Is it perhaps the fear of the HAL phenomenon(1 that effectively leads us to hinder the development of artificial intelligence, even as we begin to use systems capable of artificial intelligence?
The focus of the research and product development of Ivorix is evolving software: programs and program components that are able to learn, to improve themselves and to adapt to changing environmental conditions. In order to be able to develop such intelligence, the applications must perceive and understand their surroundings. They must develop memory structures and a capacity of abstraction that allow them to distinguish between suitable and unsuitable solutions.
The goal of our methodology in the field of neural networks is to admit the unknown.
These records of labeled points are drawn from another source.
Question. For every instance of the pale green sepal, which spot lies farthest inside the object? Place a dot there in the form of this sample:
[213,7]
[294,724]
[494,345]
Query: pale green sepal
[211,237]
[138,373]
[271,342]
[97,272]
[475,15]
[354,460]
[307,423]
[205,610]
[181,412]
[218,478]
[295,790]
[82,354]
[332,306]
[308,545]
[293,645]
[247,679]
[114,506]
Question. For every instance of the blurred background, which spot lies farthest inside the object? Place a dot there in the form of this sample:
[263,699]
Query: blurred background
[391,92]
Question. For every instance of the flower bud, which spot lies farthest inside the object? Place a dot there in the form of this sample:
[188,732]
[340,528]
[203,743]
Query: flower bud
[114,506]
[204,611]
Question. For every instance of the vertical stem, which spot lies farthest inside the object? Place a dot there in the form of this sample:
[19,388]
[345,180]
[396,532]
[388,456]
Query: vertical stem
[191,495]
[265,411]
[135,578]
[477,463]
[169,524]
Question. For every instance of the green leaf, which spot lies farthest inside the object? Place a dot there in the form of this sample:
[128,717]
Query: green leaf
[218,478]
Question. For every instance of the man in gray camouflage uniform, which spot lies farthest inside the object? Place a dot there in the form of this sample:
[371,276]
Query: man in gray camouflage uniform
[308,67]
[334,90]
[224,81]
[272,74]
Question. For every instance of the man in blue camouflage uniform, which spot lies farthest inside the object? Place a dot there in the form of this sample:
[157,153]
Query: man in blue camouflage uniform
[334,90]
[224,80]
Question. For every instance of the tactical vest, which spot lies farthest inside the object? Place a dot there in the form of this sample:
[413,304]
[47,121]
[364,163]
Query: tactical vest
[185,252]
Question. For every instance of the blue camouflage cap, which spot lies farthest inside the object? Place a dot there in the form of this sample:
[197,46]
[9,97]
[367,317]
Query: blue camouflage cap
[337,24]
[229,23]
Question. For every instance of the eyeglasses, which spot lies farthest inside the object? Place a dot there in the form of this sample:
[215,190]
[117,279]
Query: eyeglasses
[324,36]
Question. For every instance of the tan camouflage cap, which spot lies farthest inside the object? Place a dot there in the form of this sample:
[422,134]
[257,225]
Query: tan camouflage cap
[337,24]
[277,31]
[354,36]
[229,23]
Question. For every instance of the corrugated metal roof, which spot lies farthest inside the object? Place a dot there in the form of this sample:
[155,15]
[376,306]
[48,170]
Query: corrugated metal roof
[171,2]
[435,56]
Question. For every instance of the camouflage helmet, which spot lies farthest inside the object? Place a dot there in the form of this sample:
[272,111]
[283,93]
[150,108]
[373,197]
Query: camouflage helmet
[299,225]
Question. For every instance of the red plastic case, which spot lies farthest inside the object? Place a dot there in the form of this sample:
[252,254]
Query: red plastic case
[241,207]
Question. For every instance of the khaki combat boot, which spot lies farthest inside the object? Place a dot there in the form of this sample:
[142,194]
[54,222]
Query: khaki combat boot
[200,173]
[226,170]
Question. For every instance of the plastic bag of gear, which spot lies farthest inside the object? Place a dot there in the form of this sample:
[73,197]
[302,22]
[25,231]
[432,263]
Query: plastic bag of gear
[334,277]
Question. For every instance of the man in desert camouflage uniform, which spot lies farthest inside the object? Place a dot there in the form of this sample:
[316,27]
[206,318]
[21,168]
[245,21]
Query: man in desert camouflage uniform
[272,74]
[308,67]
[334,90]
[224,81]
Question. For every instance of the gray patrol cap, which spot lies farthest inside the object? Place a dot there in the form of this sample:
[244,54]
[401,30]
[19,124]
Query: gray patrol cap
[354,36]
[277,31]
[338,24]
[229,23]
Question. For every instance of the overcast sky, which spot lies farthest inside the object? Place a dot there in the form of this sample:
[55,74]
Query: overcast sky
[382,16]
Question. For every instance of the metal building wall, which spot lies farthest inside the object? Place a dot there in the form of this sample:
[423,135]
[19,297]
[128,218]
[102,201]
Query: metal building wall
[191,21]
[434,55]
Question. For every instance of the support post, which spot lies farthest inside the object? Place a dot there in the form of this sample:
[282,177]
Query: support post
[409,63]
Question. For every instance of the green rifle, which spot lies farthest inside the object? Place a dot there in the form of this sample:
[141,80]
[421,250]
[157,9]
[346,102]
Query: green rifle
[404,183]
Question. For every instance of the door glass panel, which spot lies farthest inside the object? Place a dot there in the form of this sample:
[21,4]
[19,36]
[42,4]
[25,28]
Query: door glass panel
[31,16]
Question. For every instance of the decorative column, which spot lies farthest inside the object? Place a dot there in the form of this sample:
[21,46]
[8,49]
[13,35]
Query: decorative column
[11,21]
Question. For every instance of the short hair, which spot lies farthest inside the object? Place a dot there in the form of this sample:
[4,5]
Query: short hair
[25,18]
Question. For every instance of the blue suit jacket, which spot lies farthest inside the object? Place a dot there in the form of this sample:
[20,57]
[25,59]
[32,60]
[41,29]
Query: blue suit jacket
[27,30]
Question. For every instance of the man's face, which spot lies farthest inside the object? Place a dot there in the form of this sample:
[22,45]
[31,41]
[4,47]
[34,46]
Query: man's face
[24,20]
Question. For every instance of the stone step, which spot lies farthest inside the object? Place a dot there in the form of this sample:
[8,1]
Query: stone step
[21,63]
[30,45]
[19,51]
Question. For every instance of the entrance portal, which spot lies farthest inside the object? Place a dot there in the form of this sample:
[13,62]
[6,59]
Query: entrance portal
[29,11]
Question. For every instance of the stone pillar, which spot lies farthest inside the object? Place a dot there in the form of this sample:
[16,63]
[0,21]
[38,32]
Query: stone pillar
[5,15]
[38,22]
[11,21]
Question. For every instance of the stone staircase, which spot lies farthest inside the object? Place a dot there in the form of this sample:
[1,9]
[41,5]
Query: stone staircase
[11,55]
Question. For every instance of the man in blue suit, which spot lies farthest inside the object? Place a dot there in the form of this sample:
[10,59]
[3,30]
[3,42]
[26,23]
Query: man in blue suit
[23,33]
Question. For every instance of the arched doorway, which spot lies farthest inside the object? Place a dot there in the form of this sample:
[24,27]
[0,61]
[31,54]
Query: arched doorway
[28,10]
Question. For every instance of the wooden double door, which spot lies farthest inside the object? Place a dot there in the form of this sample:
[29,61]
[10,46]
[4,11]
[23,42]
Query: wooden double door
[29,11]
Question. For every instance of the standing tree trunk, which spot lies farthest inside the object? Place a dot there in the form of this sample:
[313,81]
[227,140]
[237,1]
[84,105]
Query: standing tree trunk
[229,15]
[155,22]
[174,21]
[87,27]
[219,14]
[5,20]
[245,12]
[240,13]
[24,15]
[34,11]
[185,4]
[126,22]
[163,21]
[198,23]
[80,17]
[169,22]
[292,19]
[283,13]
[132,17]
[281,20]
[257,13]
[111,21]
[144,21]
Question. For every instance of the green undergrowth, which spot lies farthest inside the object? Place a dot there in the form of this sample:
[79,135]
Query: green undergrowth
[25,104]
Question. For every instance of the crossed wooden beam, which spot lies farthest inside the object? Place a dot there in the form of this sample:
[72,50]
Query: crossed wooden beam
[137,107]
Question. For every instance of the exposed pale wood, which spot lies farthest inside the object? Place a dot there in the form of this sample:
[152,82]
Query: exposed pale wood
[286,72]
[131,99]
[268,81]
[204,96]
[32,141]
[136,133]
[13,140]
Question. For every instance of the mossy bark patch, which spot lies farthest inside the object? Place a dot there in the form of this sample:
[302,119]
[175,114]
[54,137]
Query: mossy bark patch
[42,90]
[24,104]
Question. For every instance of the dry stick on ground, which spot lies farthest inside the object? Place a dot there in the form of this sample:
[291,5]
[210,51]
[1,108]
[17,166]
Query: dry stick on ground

In order to make possible and promote the development of actual artificial intelligence, the problems are formulated in the way they actually present themselves in practical application. In this approach, only indispensable properties of the desired solution are described, but not the path toward the solution of the problem – if it is even known.
The technological advances include more suitable error assessments and above all modified training scenarios that demand of the network generally suitable solutions. Methods of regularization, some of which have been rendered practically useful for the very first time, serve merely as “gentle indicators” of direction. And an evolutionary environment consistently oriented towards the promotion of suitably generalizing models makes “life” difficult for mere imitators.
This environment allows for the development of neural software components that do not merely rehearse for us what we already know, but that present solutions and approaches to solutions for a variety of problems that were considered intractable or impossible to solve.